The city’s pretty and pleasant graveyards, like Grove Street and Beaverdale, aren’t grave at all. Its four bodies of water tell us fog is grand, not grim. The witty grotesques dotting Yale’s neo-Gothic architecture show us monsters have a playful side. The bones and skeletons of the Peabody Museum amaze and enlighten us, while the city’s escalating cocktail scene has made us perhaps dangerously unafraid of potions and elixirs.
Even the city’s one enduring ghost story, involving a sunken New Haven trading vessel-turned-“phantom ship,” which early settlers claimed to have seen sailing the horizon in 1647, is really about the haunting power of grief and dashed hopes.
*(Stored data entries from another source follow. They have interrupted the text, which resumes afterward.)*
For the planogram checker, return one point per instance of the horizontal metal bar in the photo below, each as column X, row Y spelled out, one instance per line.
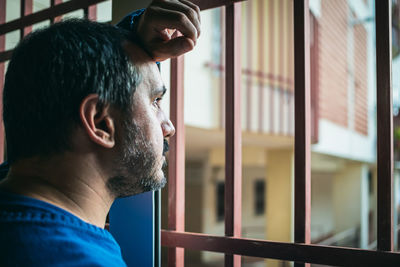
column 310, row 253
column 208, row 4
column 46, row 14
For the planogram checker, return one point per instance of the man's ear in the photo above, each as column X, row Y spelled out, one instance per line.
column 97, row 121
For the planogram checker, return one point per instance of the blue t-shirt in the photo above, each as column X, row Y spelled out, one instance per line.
column 36, row 233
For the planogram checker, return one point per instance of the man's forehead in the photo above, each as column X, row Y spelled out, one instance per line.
column 145, row 64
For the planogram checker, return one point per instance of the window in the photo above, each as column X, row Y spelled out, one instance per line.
column 229, row 206
column 259, row 197
column 233, row 244
column 220, row 190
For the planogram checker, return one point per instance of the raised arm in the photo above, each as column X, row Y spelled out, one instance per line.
column 166, row 28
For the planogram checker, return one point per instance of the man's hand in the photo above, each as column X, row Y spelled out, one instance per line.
column 169, row 28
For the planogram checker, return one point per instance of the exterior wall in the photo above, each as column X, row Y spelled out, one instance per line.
column 322, row 223
column 361, row 86
column 333, row 62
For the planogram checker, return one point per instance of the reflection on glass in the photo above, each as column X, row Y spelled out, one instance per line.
column 343, row 159
column 204, row 129
column 267, row 102
column 396, row 118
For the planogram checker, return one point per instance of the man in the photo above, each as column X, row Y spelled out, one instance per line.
column 84, row 126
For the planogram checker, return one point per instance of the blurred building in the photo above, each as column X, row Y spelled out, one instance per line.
column 343, row 100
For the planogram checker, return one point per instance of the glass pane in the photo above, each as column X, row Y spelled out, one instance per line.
column 104, row 11
column 343, row 96
column 203, row 258
column 204, row 129
column 12, row 39
column 74, row 14
column 267, row 99
column 42, row 24
column 13, row 10
column 396, row 117
column 40, row 5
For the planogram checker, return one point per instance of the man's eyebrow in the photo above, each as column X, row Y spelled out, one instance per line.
column 160, row 91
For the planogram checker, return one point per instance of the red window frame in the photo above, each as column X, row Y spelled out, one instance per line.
column 301, row 252
column 232, row 245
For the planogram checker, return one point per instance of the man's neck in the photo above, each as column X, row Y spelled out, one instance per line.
column 65, row 181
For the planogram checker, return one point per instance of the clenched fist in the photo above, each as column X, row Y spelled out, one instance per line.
column 169, row 28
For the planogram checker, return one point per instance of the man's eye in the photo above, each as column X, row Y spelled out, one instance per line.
column 157, row 101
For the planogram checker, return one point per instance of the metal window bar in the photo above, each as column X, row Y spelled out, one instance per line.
column 301, row 251
column 384, row 123
column 176, row 169
column 302, row 143
column 233, row 131
column 26, row 9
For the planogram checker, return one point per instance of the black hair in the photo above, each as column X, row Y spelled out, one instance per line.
column 51, row 71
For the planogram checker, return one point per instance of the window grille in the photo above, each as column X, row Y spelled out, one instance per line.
column 232, row 245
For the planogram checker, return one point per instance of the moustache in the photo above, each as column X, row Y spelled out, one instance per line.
column 166, row 147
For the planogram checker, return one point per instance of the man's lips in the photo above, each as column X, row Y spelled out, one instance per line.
column 166, row 147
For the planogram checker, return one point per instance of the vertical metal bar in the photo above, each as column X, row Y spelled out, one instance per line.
column 222, row 67
column 90, row 12
column 233, row 131
column 176, row 172
column 302, row 123
column 271, row 66
column 261, row 49
column 249, row 52
column 2, row 72
column 157, row 228
column 26, row 9
column 384, row 123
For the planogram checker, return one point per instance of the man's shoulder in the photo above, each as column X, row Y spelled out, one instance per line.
column 46, row 236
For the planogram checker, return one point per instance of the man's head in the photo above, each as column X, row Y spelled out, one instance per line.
column 77, row 77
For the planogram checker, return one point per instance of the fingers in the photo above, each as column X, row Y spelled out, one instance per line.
column 173, row 48
column 194, row 7
column 166, row 18
column 189, row 9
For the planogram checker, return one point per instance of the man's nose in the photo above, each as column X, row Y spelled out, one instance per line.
column 168, row 128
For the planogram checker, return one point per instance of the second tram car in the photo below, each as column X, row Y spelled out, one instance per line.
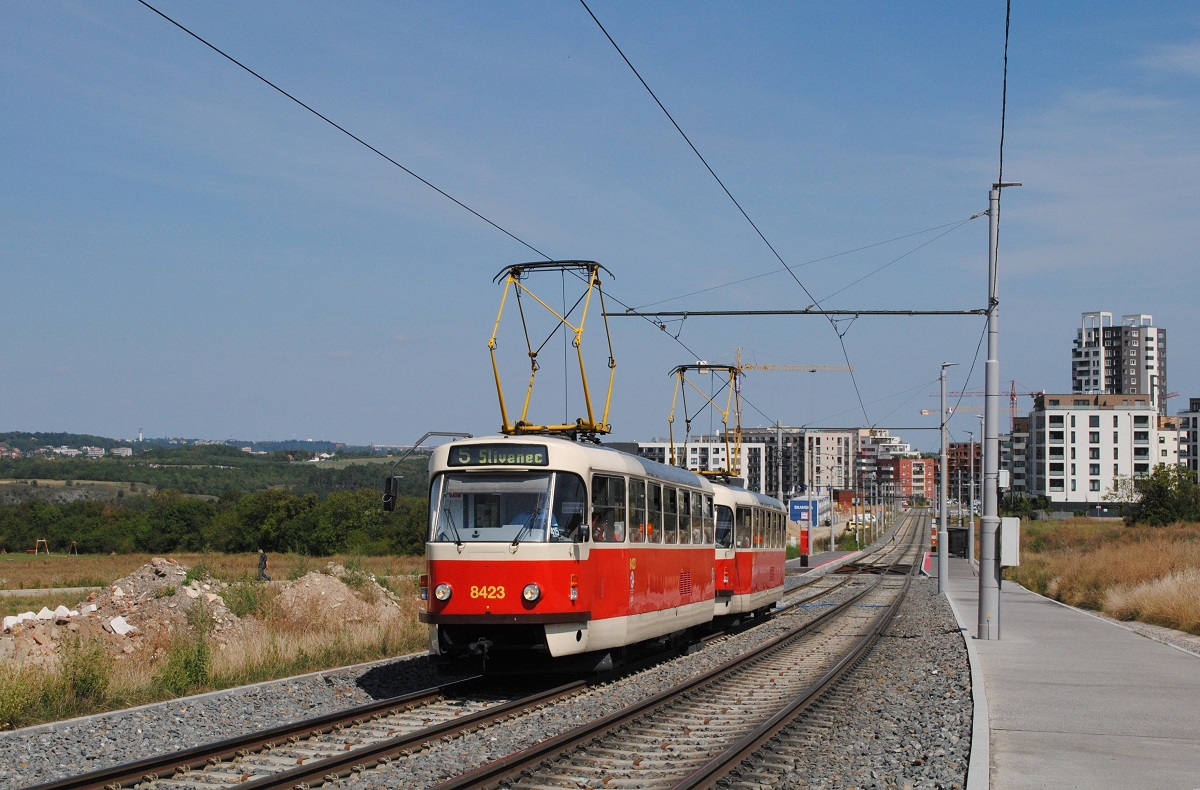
column 751, row 533
column 543, row 548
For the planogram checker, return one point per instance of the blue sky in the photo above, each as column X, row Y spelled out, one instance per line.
column 186, row 251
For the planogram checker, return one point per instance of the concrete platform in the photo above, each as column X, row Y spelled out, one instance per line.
column 1074, row 700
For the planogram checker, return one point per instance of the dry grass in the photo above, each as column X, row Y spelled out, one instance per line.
column 276, row 641
column 1149, row 574
column 41, row 572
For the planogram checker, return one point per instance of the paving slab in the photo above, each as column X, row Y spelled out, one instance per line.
column 1079, row 701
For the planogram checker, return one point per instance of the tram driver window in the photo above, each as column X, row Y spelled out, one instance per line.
column 567, row 522
column 607, row 509
column 742, row 530
column 724, row 527
column 636, row 510
column 654, row 514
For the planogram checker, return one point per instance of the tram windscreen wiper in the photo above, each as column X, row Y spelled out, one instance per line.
column 527, row 527
column 457, row 538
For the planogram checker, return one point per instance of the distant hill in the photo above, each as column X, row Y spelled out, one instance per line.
column 28, row 442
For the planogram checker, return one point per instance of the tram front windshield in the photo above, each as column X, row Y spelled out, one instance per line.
column 507, row 507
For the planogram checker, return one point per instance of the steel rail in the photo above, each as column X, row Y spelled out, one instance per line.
column 198, row 758
column 513, row 766
column 190, row 759
column 737, row 753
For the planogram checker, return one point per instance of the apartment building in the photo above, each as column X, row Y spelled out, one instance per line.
column 1189, row 436
column 1081, row 446
column 1120, row 359
column 708, row 454
column 913, row 477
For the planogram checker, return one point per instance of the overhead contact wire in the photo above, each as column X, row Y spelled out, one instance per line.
column 730, row 195
column 346, row 131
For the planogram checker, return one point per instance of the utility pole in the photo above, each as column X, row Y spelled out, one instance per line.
column 779, row 459
column 989, row 522
column 943, row 536
column 971, row 498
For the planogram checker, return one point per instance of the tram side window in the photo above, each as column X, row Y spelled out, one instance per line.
column 685, row 516
column 707, row 515
column 654, row 513
column 742, row 531
column 670, row 514
column 637, row 510
column 607, row 509
column 724, row 527
column 567, row 524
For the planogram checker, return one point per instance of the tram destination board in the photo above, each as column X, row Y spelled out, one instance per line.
column 499, row 455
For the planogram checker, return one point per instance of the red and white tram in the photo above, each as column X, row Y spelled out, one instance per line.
column 540, row 546
column 751, row 533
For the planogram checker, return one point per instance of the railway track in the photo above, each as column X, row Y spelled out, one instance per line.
column 318, row 750
column 694, row 734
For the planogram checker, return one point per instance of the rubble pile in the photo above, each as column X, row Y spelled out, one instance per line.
column 141, row 615
column 137, row 617
column 325, row 598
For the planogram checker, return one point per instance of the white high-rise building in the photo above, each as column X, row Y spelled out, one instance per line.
column 1081, row 447
column 1120, row 359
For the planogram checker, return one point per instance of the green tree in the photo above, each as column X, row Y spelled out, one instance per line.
column 1167, row 495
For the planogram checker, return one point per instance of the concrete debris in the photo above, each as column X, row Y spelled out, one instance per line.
column 120, row 627
column 138, row 617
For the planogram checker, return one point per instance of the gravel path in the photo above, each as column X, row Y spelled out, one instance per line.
column 912, row 730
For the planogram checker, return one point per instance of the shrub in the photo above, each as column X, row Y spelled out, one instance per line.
column 246, row 597
column 85, row 668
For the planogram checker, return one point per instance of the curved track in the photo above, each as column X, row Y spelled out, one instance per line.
column 312, row 752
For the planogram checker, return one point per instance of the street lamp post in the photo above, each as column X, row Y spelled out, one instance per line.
column 943, row 536
column 989, row 522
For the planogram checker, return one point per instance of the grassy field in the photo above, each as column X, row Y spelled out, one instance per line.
column 1149, row 574
column 90, row 680
column 43, row 570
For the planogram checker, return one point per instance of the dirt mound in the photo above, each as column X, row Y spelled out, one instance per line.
column 141, row 615
column 137, row 616
column 336, row 594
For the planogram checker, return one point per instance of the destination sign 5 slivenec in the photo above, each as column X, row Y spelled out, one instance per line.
column 499, row 455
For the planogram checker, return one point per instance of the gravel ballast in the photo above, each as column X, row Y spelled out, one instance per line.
column 910, row 728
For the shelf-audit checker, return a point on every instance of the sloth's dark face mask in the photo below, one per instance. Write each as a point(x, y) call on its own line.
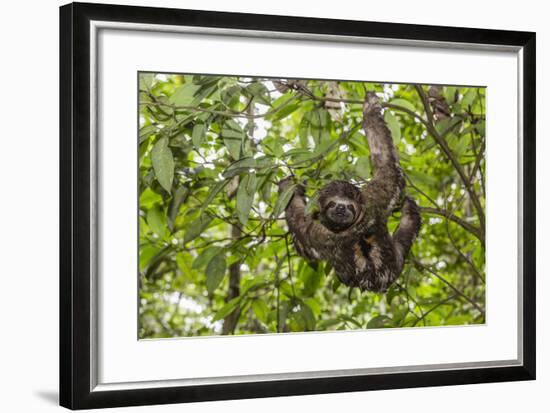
point(339, 213)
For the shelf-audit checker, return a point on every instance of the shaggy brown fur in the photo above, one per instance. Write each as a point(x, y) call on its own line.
point(351, 233)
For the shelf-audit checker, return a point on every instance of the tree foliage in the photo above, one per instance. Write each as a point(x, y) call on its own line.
point(214, 253)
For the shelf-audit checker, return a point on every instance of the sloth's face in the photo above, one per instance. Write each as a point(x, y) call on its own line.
point(339, 213)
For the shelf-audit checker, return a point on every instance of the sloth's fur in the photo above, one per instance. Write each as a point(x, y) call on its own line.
point(351, 230)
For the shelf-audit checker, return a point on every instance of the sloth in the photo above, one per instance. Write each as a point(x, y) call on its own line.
point(350, 230)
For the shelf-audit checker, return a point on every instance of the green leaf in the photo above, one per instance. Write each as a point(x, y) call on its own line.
point(393, 126)
point(163, 163)
point(157, 221)
point(148, 198)
point(227, 309)
point(179, 198)
point(205, 256)
point(146, 132)
point(283, 200)
point(260, 93)
point(212, 194)
point(245, 197)
point(242, 165)
point(379, 321)
point(404, 103)
point(199, 135)
point(230, 95)
point(312, 280)
point(468, 98)
point(195, 228)
point(261, 309)
point(362, 167)
point(215, 271)
point(146, 254)
point(233, 136)
point(184, 95)
point(283, 113)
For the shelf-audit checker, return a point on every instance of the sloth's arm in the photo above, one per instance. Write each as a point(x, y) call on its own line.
point(309, 235)
point(383, 192)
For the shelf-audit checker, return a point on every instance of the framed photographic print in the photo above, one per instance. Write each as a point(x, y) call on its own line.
point(258, 205)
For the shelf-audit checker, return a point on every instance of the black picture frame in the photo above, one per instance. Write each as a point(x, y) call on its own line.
point(75, 219)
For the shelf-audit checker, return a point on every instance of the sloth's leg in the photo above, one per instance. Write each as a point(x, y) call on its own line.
point(408, 229)
point(384, 190)
point(310, 237)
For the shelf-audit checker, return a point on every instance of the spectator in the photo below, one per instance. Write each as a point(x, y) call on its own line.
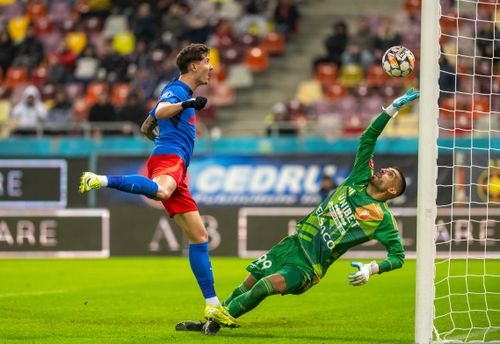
point(286, 17)
point(133, 110)
point(30, 51)
point(64, 56)
point(102, 110)
point(30, 111)
point(7, 50)
point(360, 46)
point(61, 113)
point(335, 45)
point(447, 77)
point(327, 185)
point(253, 15)
point(144, 25)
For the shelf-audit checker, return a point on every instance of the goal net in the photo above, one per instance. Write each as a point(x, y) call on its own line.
point(466, 283)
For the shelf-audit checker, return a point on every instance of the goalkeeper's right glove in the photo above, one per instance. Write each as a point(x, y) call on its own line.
point(363, 275)
point(198, 103)
point(409, 96)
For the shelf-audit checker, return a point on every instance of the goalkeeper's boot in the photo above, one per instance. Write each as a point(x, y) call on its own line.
point(189, 325)
point(220, 315)
point(89, 181)
point(210, 328)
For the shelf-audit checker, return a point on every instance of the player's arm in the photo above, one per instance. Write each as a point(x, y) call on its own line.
point(166, 109)
point(149, 128)
point(368, 139)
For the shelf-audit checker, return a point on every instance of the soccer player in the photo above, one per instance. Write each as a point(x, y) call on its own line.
point(171, 124)
point(355, 213)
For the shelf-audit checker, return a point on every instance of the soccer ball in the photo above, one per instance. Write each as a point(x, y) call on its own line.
point(398, 61)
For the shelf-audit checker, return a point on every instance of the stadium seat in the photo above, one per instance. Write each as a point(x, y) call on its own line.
point(43, 27)
point(39, 76)
point(326, 73)
point(59, 10)
point(257, 59)
point(17, 93)
point(239, 76)
point(16, 76)
point(80, 109)
point(347, 106)
point(92, 24)
point(86, 68)
point(232, 55)
point(120, 93)
point(17, 28)
point(124, 43)
point(351, 74)
point(13, 10)
point(309, 92)
point(222, 94)
point(335, 92)
point(76, 41)
point(376, 76)
point(36, 10)
point(115, 24)
point(94, 89)
point(74, 90)
point(274, 43)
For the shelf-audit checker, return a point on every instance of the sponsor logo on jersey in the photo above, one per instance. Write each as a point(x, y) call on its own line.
point(370, 212)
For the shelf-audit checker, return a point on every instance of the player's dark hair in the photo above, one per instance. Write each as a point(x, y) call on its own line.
point(403, 181)
point(192, 53)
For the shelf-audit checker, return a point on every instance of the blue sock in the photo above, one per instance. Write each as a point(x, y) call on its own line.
point(134, 184)
point(202, 268)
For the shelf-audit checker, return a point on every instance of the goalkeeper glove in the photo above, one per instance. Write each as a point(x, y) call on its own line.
point(409, 96)
point(198, 103)
point(363, 275)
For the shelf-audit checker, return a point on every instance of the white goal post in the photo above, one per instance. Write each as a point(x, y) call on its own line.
point(457, 296)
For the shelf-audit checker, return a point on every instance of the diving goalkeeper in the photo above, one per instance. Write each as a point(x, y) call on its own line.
point(355, 213)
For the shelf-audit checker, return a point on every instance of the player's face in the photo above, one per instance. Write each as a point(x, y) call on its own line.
point(202, 69)
point(387, 179)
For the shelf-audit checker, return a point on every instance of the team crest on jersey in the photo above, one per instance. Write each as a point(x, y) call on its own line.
point(370, 212)
point(167, 94)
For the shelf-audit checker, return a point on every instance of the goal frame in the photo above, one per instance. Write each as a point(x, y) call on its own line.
point(427, 170)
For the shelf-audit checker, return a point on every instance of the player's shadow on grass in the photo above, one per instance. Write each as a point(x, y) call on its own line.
point(239, 333)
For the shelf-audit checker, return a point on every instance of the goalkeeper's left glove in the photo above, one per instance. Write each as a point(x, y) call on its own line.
point(364, 273)
point(409, 96)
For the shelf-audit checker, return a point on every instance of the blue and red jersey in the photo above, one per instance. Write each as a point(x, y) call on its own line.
point(177, 133)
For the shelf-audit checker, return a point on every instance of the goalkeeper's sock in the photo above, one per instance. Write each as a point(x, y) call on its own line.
point(202, 270)
point(133, 184)
point(249, 300)
point(236, 292)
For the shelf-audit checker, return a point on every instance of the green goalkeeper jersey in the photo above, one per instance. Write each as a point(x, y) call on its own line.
point(350, 216)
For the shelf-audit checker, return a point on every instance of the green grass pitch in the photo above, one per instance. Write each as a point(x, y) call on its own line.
point(139, 300)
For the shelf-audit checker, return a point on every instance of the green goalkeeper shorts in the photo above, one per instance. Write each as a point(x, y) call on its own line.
point(287, 259)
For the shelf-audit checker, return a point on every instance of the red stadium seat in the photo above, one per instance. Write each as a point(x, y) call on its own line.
point(335, 92)
point(257, 59)
point(36, 10)
point(120, 93)
point(39, 76)
point(94, 89)
point(376, 76)
point(274, 43)
point(16, 76)
point(326, 73)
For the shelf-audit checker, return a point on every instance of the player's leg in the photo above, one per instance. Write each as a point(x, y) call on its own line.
point(247, 284)
point(166, 169)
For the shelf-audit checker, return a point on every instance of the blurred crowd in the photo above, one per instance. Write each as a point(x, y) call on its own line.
point(349, 85)
point(103, 61)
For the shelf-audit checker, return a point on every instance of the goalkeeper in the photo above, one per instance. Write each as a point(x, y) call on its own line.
point(355, 213)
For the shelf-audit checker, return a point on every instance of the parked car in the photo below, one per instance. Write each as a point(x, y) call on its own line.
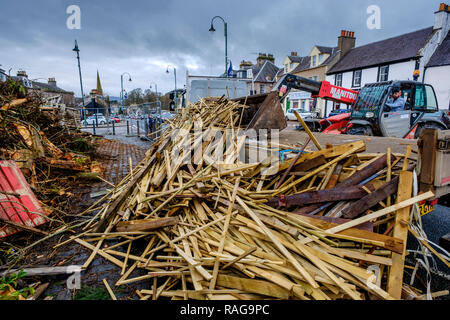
point(290, 115)
point(339, 111)
point(92, 119)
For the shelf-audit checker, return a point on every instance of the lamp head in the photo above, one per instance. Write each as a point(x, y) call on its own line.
point(76, 47)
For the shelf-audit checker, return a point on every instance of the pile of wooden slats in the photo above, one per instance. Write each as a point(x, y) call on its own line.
point(333, 227)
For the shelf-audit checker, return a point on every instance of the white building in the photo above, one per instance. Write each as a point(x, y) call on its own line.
point(398, 58)
point(437, 73)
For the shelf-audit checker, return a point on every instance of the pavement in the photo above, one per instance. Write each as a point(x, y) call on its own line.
point(121, 134)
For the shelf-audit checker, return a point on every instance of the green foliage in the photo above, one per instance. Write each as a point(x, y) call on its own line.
point(11, 281)
point(92, 293)
point(13, 88)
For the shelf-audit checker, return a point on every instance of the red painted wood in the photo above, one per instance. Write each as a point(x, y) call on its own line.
point(24, 209)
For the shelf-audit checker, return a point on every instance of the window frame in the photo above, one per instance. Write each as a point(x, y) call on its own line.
point(354, 85)
point(379, 73)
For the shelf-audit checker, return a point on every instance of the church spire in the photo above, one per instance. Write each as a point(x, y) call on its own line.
point(99, 85)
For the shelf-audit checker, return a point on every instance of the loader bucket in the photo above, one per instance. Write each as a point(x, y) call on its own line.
point(264, 112)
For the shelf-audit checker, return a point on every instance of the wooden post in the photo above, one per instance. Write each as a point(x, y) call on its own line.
point(395, 279)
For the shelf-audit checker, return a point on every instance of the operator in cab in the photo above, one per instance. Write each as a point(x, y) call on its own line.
point(396, 101)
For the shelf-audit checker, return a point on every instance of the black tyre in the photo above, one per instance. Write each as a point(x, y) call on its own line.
point(360, 131)
point(427, 125)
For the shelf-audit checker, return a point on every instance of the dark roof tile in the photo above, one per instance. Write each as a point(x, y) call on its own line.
point(441, 56)
point(398, 48)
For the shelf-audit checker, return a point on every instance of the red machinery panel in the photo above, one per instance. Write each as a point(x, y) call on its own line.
point(337, 94)
point(23, 207)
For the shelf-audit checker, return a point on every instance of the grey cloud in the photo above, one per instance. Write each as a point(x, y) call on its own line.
point(142, 37)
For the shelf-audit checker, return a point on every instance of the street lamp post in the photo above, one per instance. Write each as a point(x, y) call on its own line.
point(121, 86)
point(226, 39)
point(77, 50)
point(176, 93)
point(158, 103)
Meanwhile, today, the city’s most potent source of mythology, the Skull and Bones secret society, is also less ghastly than it appears, because however powerful it may be, the fact that it’s built on secrecy means it’s more afraid of us.
So it’s already assured, but I’ll say it anyway: Happy Halloween, New Haven.
Photo Key:
1. Beaverdale Memorial Park.
2. Big bad wolf/lawyer on Yale’s Sterling Law Building.
3. The Great Hall of Dinosaurs at the Peabody Museum.
4. A Mumbai Manhattan at Sherkaan.
5. Jesse Talbot’s The Embarkation of the Phantom Ship (c. 1850) at the New Haven Museum.
6. Fog along City Point.
7. A concoction at Hamilton Park.
8. Skull and Bones.
9. Grove Street Cemetery.
10. Fog from the bluffs at Fort Nathan Hale Park.